Sam Beam is back. And this time he brought a whole lot more than an acoustic.

Friday, 5. April 2013  -  by  Evan Dexter

When Sam Beam dropped his second major release, Our Endless Numbered Days, in 2004, fans and critics alike listened in awe as the quiet singer and guitarist quickly rose to the ranks of the decade’s best musicians. His music drew comparisons to Nick Drake and Paul Simon and his melancholy songwriting etched him into the acoustic rock genre as one of the greats.

And just when they thought they had him pegged, Beam threw his third album, The Shepherd’s Dog, at the music world and stunned them again; expanding his sound to a full band and proving what more he could do with a little help.

Kiss Each Other Clean will flip you on your head and keep you guessing all over again. No more “Naked As We Came”, this album not only comes with accompaniment, but digital at that. Beam’s fourth release takes a bite out of everything; auto-tuned vocals, experimental electronic melodies, choired harmonies, and raw electric guitars.

The opening track, “Walking Far From Home”, sounds like the latest creation of a Sufjan Stevens studio session. Soft vocals, heavily auto-tuned, resound over grumbling distortion as the drudge breaks away into angelic background harmonies and dancing piano notes. “Tree By The River” features tamed electric guitar solos that dance along to polished harmonies and a catchy, Beatles-like refrain that feels hot off 1960s pop radio.

“Big Burned Hand” borders on funk, with a playful saxophone taking turns in and out with Beam’s vocals and a popping bass line with the occasional break for a few piano chords that belong in a psychedelic dream.
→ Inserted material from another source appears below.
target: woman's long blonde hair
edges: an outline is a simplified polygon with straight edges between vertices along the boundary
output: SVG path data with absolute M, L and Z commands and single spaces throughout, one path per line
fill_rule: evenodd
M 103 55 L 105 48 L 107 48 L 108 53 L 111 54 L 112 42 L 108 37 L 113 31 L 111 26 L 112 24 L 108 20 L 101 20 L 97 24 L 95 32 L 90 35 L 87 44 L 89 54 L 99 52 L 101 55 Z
Done with the fragile singing that defined his earlier albums, Beam sounds nothing like himself as he laments a harsher truth behind his experiences with love and pushes his voice to demonstrate ability that seems to have been hiding all along.

Fans should not pick up Kiss Each Other Clean and expect to hear an ounce of familiarity from Iron & Wine, Beam’s stage name, but they should absolutely pick it up. Beam’s fourth album represents not only ten tracks of impressive songwriting and musicianship, but a whole new kind of packaging for Iron & Wine altogether. It shows evolution into an entirely new sound; one that may not please every fan that fell in love with “Cinder And Smoke”, but definitely offers something new and interesting.

Sam Beam recently made the ranks of Guitar Planet’s “Top Ten Most Influential Guitarists of the 2000s”, in which we predicted his songwriting would impact guitarists for years to come. Kiss Each Other Clean just proved us right.